Ministry of Education has said the government will not pay for damage of infrastructure caused by the recent series of student unrest in the country.
Speaking in Nairobi on Thursday, CS Amina Mohammed said the parents in individual schools will be required to undertake the expenses.
Ministry of Education report indicates 44 schools have been closed down due to the unrest.
Kenya National Union of Teachers (KNUT) in an assesment report named 2018 school unrest tabulation and released on Thursday, has documented 29 schools that have razed structures and destroyed property since May 2018 leading to indefinite closure of the institutions.
According to the report, Lamu Boys Secondary School was the first institution to experience the unrest on May 9.
Nyanza region has the highest number of schools that have experienced unrest with 9 schools recorded in the report.
Western region follows with four schools listed in the KNUT assessment report.
A report by security agencies in Nyanza region released by Regional Police Commander Lewnard Katana on Wednesday indicate 4, 200 secondary school students in Nyanza are out of school following the spate of unrest reported in the area.
Students in Kisumu are the most affected, with 2, 050 students out of school according to the report.
However, the ministry is yet to establish the worth of property destroyed in the unrest.

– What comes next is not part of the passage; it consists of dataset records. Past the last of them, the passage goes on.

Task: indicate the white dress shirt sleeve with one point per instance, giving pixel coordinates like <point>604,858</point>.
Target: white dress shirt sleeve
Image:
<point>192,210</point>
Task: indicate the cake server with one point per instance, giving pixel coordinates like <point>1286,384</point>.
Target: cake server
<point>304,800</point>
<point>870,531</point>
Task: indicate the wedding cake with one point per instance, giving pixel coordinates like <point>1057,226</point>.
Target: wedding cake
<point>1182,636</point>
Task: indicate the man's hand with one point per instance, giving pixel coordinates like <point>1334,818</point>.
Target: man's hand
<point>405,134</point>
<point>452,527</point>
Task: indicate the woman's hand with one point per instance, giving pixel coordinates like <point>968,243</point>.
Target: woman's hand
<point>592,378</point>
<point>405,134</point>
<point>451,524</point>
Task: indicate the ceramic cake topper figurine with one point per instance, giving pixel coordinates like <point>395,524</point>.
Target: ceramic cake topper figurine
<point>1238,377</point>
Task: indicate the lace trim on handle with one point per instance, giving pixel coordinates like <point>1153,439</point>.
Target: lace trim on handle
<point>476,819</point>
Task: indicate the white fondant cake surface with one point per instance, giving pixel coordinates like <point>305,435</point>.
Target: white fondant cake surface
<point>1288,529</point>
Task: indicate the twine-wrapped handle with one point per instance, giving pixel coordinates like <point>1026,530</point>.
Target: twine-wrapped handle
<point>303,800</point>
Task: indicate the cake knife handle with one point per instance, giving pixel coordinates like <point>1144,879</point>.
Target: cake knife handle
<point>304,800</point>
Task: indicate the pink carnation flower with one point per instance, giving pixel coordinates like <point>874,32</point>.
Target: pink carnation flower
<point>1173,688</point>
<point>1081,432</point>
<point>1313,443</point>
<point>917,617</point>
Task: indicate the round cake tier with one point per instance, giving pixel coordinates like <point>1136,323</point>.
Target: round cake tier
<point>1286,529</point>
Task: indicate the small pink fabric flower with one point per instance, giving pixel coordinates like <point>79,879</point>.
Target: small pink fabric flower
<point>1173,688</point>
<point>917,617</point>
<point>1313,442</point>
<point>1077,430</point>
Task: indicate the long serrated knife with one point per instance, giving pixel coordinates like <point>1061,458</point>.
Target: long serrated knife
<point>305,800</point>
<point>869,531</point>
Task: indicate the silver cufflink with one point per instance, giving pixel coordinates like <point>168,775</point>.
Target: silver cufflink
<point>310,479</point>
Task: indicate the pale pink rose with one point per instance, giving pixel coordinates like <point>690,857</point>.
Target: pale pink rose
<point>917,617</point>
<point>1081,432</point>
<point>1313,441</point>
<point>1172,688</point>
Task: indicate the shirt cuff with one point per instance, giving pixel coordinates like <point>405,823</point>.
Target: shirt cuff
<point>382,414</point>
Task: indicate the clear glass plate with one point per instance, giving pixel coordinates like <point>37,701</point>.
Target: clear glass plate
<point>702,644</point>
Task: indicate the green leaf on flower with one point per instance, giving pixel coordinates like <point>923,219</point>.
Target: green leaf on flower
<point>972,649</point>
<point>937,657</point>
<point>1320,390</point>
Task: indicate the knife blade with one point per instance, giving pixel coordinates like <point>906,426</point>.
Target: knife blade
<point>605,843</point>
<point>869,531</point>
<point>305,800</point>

"We are still assessing the situation in the schools and they will be reopened when the government deems them safe for learners," Mohammed said.
Mohammed said students in the final year involved in arson cases will however await investigation from the police to decide if they will sit for their examination.
"No issue is worth destruction of property, all issues can be addressed diplomatically on the table, the national examination, however, will continue as planned," the CS said.
Senate education committee chaiperson Christopher Langat condemned destruction of property in school calling for use of intelligence in schools to detect unrest before it happens.
"We have the NIS in our country and school managements should use it to detect the unrest," Langat said.
TSC and Ministry to blame
KNUT secretary general Wilson Sossion said the union will support the ministry in the fight against unrest.
"Destroying property including books and lab equipment and other teaching aids would be punishing parents indirectly as they are the very people who will eventually shoulder the responsibility of reconstructing the buildings and buying new materials," Sossion said.
Sossion has asked the ministry to revoke policies that didn't involve public participation noting the delocalization policy has a hand in the ongoing unrest.
"The data collected indicate that TSC and the Ministry of Education carry the blame as all arrows point at them for poor and unpopular policies. They have to go back to the drawing board to review the policies," Sossion said.